Kumar: It is a non-shale play. If the Lower 48 is 90% shale [and] then everything else, it’s the opposite in Europe: 90% conventional, maybe 10% shale, [and] largely driven by the evolution of shale industries in Europe.

It’s several years behind the U.S.; therefore, our focus and the industry focus are still largely on conventional. Which is fantastic, still, in terms of the opportunity set—very large opportunity sets across the U.K., Norway and some other parts of Europe, selectively.

Privcap: As a U.S. investor, where are there opportunities?

Kumar:  The key things that are different are competition and entry prices. There are very deep and liquid capital markets, both debt and equity, here in the U.S. Now, in Europe, that’s very different. For example, in all of 2015, where tens of billions of dollars were being raised by U.S. oil companies for their balance-sheet repair, the sum total of all capital raised by oil companies in Europe was less than $1 billion.

What does that mean? If you have capital to invest as a private-equity investor--your capital in its demand--you can price things, you can select assets, and you get set with some very good assets at low, low breakevens for the next cycle.

Privcap: What are the key things to know about the North Sea opportunities?

Kumar:  A lot of investors would say, “Why would I invest in that? It’s high cost, high breakeven, very high taxes, and there is very high decommissioning risk.”

Now, a lot of that may have been true at the peak of the cycle. Our thesis has been based on, and it’s largely been borne out of, how things have evolved in the last 24 months, where there’s been a very dramatic change in how we have seen things evolve.

Previously, it was a market that was very, very expensive in terms of people, labor costs, service sector. You’ve seen cost deflation anywhere from 25% to 60%, depending on what service sector and what part of the market you are talking about.
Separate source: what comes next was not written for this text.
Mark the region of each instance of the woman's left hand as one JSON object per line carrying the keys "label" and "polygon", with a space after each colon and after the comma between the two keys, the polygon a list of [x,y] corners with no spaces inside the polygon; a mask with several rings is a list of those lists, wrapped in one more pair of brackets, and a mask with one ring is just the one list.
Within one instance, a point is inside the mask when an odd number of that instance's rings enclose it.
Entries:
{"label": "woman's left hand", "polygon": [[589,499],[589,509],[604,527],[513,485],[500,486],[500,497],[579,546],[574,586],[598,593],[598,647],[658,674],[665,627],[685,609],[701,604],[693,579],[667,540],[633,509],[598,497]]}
Breakevens from project redesign and cost deflation from the service sector have come down from anywhere in the 50s and 60s to as low as the 20s and 30s and, maybe for the larger projects, low 40s.

It might come as a surprise to a lot of investors that taxes in the U.K., for example, where we are invested in quite substantially in the last 12 to 18 months, are actually lower than [in] the Gulf of Mexico.

The third thing is decommissioning risk. Now, that stands as a risk if you are investing in some very old platforms and assets. We have a strategy that means we’re focused on subsea tiebacks, and that is something we have been very selective and very clear about.

Privcap: How does Kerogen mitigate performance challenges in oil and gas investments?

Kumar: The industry and investors have learned a pretty tough lesson from a lot of the investments that were made at the peak of the market. You saw a large amount of capital-chasing opportunities that had marginal economics, unless the oil price was priced at $100 per barrel.

What is different today is that the lower breakeven projects are available. Previously, it was a fully priced market, so to get into these projects you would have to pay $10, $15, $20 or $30 per barrel just to enter. And, by the time you added in all the other costs, your break-evens on a full cycle basis would be $50 or $60.

Now, there’s been a very remarkable change in these entry costs from $10 or $15. You can actually buy assets for $1 or $2. For example, we bought one of our pre-producing assets at 30 cents on the dollar.

So, our strategy has been very focused on ensuring that we have assets that have low entry costs and lower breakevens. We’ve focused on the subsea tiebacks, as we discussed, and that means you are not taking the beta risk of oil prices staying high.